The last thing I remembered was sitting on the airplane, the thrum of the engines the background noise as my brain worked through the impossible fact that we’d been ambushed, that we’d lost Colin somehow, and that we’d nearly lost Chase and Veronika, maybe would have lost the entire crew if we’d disembarked fearlessly.
“I’m here,” she said in a hushed voice. I still couldn’t see her.
“I came for you,” I said, and it was a plaintive sort of excuse. “I was in York, and—”
“Did she get you?” Sienna’s voice was quiet. Terrified.
“We got away,” I said. “I managed to get the plane in the air. We lost our pilots, but…everyone made it out okay except—”
“Colin,” she whispered.
“I sent him after you,” I said, still probing the dark. Why was there no light?
Why couldn’t I see her?
“He betrayed me, Reed,” Sienna said. Now she was cool, almost resigned. “He took me out when Rose had me on the ropes.”
“I might have gotten her, Sienna,” I said, hoping I was right. “She was coming after us, and they’d sent missiles. I steered them into her. Maybe…maybe I got lucky—”
“You didn’t.” The air of finality was punishing.
“How do you know?” I asked.
“Because it woul
dn’t have finished me.”
“You’re not invincible,” I said, then strained, feeling like that was a poor point to make at this juncture. “And she’s not, now. You killed Wolfe. You’ve killed…or beaten…everyone you’ve come across.”
“She got me, Reed,” Sienna said, and I still couldn’t see her, no matter how I tried. “I’m…she got me.”
“I’m gonna come back for you,” I said, listening to that thin, reedy desperation. I couldn’t remember a time when the hope had so gone out of Sienna’s voice. “I will—I’m going to find a way and—”
“No.”
“You can’t stop me,” I said with a smile of pure, false bravado. “The others—we’re not done, Sienna.”
“If you come back,” she said, “Rose will capture you. And she’ll kill you in front of me.”
I gritted my teeth, bearing down against the darkness. “Sienna, listen to me—just because I can’t reach you right now—just because it looks like there’s no hope—”
“There’s no hope.” So quiet.
So final.
“You need to hold on,” I said. “You have to—”
“It’s over, Reed,” she said, and it was like the darkness got more complete. “I’m sorry.”
“You don’t have to apologize to me!” I shouted, and it echoed in the space we were in. “Sienna—I know who you are, even if you’re forgetting. No one beats you! You don’t let them! And this Rose—she’s not going to w—”
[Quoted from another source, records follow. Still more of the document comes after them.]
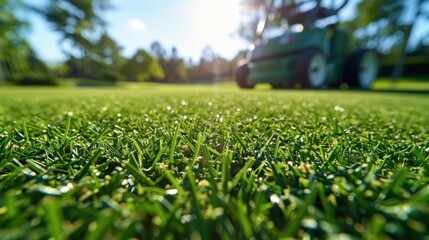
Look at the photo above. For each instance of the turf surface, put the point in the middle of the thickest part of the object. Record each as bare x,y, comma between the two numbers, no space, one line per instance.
212,162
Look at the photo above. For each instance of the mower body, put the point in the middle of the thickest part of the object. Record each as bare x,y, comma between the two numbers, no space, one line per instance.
307,56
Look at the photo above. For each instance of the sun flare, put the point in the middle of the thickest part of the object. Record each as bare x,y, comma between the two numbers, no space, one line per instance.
216,18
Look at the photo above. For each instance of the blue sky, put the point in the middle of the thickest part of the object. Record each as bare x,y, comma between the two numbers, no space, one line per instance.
189,25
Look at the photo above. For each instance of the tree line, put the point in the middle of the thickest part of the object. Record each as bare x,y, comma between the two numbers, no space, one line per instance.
386,25
94,53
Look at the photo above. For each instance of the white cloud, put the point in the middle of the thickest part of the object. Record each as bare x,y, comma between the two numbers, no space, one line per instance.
137,24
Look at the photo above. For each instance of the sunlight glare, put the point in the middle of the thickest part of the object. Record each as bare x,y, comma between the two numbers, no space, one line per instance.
216,19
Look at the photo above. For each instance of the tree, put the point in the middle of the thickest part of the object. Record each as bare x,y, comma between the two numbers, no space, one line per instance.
175,68
388,25
253,12
143,67
79,21
17,59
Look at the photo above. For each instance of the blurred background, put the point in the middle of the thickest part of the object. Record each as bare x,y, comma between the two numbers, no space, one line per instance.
102,42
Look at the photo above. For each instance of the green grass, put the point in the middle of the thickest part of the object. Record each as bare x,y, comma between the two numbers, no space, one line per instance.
153,161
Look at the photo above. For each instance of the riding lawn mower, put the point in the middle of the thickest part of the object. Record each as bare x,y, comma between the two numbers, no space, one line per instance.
310,51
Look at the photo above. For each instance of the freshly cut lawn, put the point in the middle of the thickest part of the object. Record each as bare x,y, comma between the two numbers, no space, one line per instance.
201,162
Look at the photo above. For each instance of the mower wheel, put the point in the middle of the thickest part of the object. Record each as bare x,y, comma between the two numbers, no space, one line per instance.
361,68
241,76
311,69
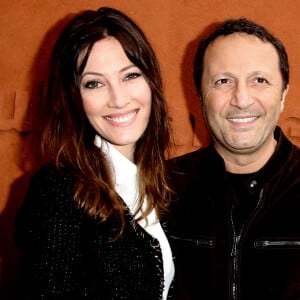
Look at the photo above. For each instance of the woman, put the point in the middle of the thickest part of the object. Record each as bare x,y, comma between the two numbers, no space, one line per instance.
89,226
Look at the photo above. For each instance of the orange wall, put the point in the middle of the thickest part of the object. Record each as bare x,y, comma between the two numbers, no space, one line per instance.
27,32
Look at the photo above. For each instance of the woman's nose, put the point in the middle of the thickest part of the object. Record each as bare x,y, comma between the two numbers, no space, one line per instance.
118,98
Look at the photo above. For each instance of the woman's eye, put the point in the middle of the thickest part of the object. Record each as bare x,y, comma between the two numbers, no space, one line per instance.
261,80
92,84
133,76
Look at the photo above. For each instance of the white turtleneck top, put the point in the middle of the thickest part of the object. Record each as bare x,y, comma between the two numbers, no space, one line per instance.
126,185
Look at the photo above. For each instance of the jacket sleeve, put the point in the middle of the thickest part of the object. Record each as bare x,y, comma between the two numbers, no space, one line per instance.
46,232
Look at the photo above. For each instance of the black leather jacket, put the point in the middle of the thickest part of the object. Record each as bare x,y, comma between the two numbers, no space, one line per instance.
260,260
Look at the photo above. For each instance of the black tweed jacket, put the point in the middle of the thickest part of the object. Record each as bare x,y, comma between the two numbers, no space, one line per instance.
66,255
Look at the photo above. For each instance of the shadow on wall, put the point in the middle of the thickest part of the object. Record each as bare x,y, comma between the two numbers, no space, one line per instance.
200,134
21,124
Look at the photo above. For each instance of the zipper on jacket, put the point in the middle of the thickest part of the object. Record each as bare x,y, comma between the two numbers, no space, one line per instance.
276,244
205,243
235,250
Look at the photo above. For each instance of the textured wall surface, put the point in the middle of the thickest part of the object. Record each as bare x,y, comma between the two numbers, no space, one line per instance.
28,29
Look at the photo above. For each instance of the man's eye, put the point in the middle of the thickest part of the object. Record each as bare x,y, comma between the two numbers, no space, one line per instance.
92,84
222,81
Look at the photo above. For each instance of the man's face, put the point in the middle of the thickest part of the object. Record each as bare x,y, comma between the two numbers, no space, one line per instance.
242,92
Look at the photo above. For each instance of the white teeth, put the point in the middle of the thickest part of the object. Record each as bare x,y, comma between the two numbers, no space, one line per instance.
242,120
121,119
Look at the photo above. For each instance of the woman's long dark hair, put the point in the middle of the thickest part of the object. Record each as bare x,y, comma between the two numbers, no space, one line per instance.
67,137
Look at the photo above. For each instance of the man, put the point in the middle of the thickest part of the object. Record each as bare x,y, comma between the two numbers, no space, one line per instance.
235,227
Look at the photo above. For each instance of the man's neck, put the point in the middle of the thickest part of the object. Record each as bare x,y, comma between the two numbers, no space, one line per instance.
244,163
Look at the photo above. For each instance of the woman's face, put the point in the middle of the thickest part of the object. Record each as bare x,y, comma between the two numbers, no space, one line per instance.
116,96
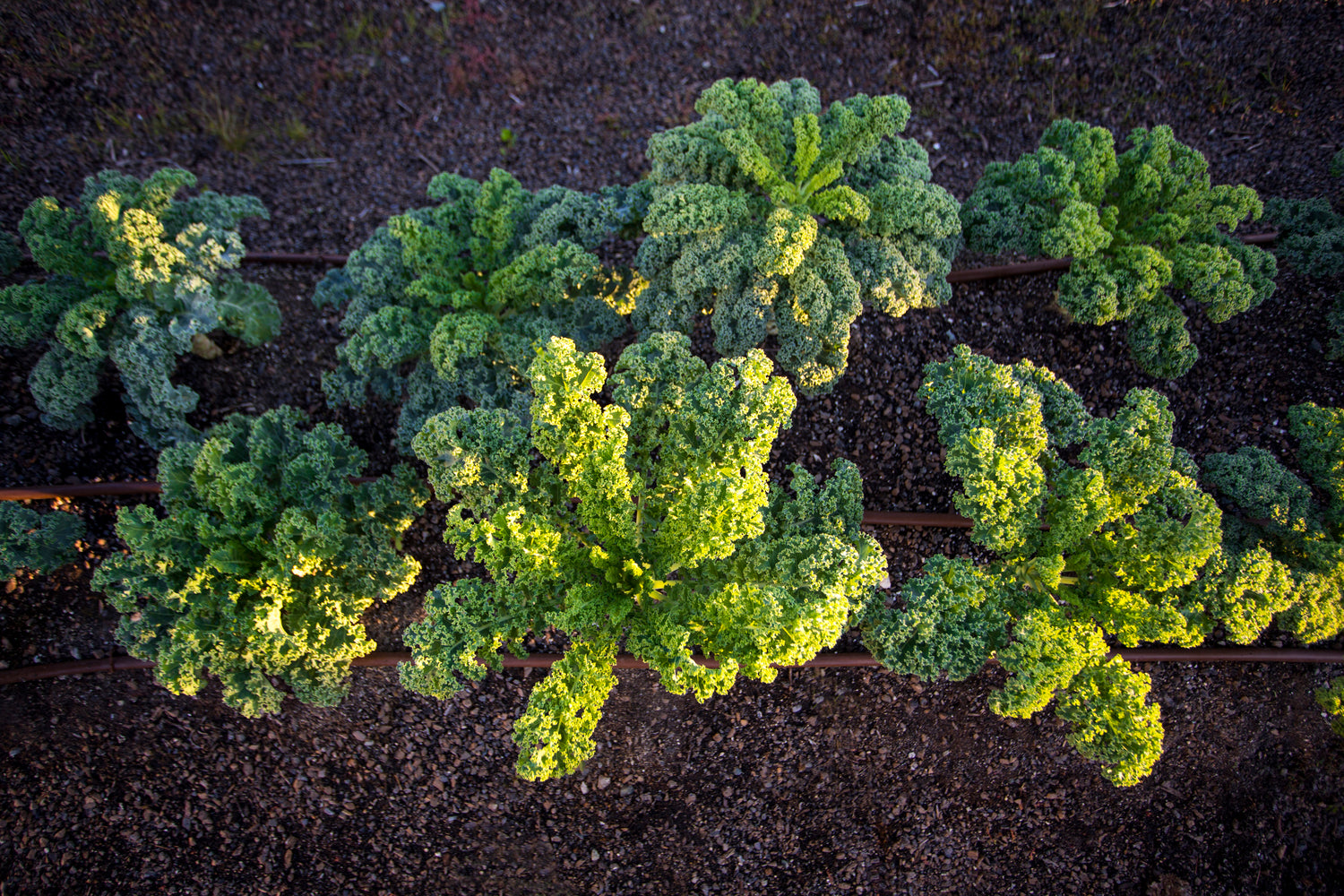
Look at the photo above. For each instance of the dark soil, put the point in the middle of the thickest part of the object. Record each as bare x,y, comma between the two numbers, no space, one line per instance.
859,782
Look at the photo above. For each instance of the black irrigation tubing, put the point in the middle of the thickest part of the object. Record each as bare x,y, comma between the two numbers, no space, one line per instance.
99,489
102,489
954,277
386,659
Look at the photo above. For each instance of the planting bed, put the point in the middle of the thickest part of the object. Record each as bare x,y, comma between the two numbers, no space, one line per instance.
852,780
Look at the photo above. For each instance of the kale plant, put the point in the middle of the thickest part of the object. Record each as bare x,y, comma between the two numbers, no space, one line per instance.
137,279
1311,238
467,289
263,562
38,541
1134,225
1282,551
1097,524
782,218
650,517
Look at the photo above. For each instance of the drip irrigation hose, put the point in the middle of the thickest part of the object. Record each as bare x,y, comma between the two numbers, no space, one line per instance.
954,277
97,489
386,659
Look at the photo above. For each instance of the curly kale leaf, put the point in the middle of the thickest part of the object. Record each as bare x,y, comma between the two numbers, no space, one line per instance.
1113,723
1282,555
468,290
1099,530
650,517
263,563
556,734
30,311
136,274
1134,225
951,624
1311,236
776,215
38,541
64,384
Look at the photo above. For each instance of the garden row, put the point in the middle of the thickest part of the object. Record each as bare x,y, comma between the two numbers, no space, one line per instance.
645,519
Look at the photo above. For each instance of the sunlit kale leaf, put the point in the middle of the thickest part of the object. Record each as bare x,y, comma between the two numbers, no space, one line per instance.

“I think…” And she emerged out of the dark, a haggard figure, bloody and bruised. “…we should say goodbye now, Reed.” Her eyes were red, but clear, and the slump of her shoulders just…killed me. “Because I don’t know that we’re going to get another chance.”
“Sienna…” I tried to grab at her, but she was just out of reach. Tried again, and she slipped farther away. “This isn’t over. It doesn’t have to be. You can still fight! You can still—”
But the quiet was all-consuming, and my sister slipped back into the dark, her voice a mere whisper.